Start workers before loading the model in LocalAI. When LocalAI sends the LoadModel request, rank 0 initializes mx.distributed which tries to connect to all ranks listed in the hostfile. If workers aren't running yet, it will time out.

Advanced: Manual Rank 0

For advanced use cases, you can also run rank 0 manually as an external gRPC backend instead of letting LocalAI start it automatically:

bash

# On Mac A: start rank 0 manually
local-ai worker mlx-distributed --hostfile hosts.json --rank 0 --addr 192.168.1.10:50051

# On Mac B: start rank 1
local-ai worker mlx-distributed --hostfile hosts.json --rank 1

# On any machine: start LocalAI pointing at rank 0
local-ai run --external-grpc-backends "mlx-distributed:192.168.1.10:50051"

Then use a model config with backend: mlx-distributed (no need for hostfile in options since rank 0 already has it from CLI args).

CLI Reference

`worker mlx-distributed`

Starts a worker or manual rank 0 process.

Flag	Env	Default	Description
`--hostfile`	`MLX_DISTRIBUTED_HOSTFILE`	(required)	Path to hostfile JSON. Ring: array of `"ip:port"` where entry `i` is rank `i`'s listen address.
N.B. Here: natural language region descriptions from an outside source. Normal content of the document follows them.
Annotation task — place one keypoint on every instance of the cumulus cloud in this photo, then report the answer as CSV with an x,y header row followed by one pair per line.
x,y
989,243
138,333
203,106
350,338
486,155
JACCL: device matrix of RDMA device names.
`--rank`	`MLX_RANK`	(required)	Rank of this process (0 = gRPC server + ring participant, >0 = worker only)
`--backend`	`MLX_DISTRIBUTED_BACKEND`	`ring`	`ring` (TCP pipeline parallelism) or `jaccl` (RDMA tensor parallelism)
`--addr`	`MLX_DISTRIBUTED_ADDR`	`localhost:50051`	gRPC API listen address (rank 0 only, for LocalAI or external access)
`--coordinator`	`MLX_JACCL_COORDINATOR`		JACCL coordinator `ip:port` — rank 0's address for RDMA setup (all ranks must use the same value)

`worker p2p-mlx`

P2P mode — auto-discovers peers and generates hostfile.
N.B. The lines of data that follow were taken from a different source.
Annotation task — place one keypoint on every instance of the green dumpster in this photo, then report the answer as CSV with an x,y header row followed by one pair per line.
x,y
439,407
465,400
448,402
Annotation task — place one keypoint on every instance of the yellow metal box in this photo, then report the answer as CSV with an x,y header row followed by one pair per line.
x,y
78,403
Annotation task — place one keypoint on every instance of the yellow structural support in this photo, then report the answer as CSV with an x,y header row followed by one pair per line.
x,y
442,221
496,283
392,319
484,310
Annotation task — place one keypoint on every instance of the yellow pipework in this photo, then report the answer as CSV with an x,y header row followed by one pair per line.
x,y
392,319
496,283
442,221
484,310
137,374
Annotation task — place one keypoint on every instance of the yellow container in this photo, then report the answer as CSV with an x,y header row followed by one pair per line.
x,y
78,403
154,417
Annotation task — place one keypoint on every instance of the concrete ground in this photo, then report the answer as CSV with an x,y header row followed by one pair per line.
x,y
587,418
Flag	Env	Default	Description
`--token`	`TOKEN`	(required)	P2P network token
`--mlx-listen-port`	`MLX_LISTEN_PORT`	`5555`	Port for MLX communication
`--mlx-backend`	`MLX_DISTRIBUTED_BACKEND`	`ring`	Backend type: `ring` or `jaccl`

Troubleshooting

All ranks download the model independently. Each node auto-downloads from Hugging Face on first use via mlx_lm.load(). On rank 0 (started by LocalAI), models are downloaded to LocalAI's model directory (HF_HOME is set automatically). On workers, models go to the default HF cache (~/.cache/huggingface/hub) unless you set HF_HOME yourself.
Timeout errors: If ranks can't connect, check firewall rules. The Ring backend uses TCP on the ports listed in the hostfile. Start workers before loading the model.
Rank assignment: In P2P mode, rank 0 is always the LocalAI server. Worker ranks are assigned by sorting node IDs.
Performance: Pipeline parallelism adds latency proportional to the number of ranks. For best results, use the fewest ranks needed to fit your model in memory.

Acknowledgements

The MLX distributed auto-parallel sharding implementation is based on exo.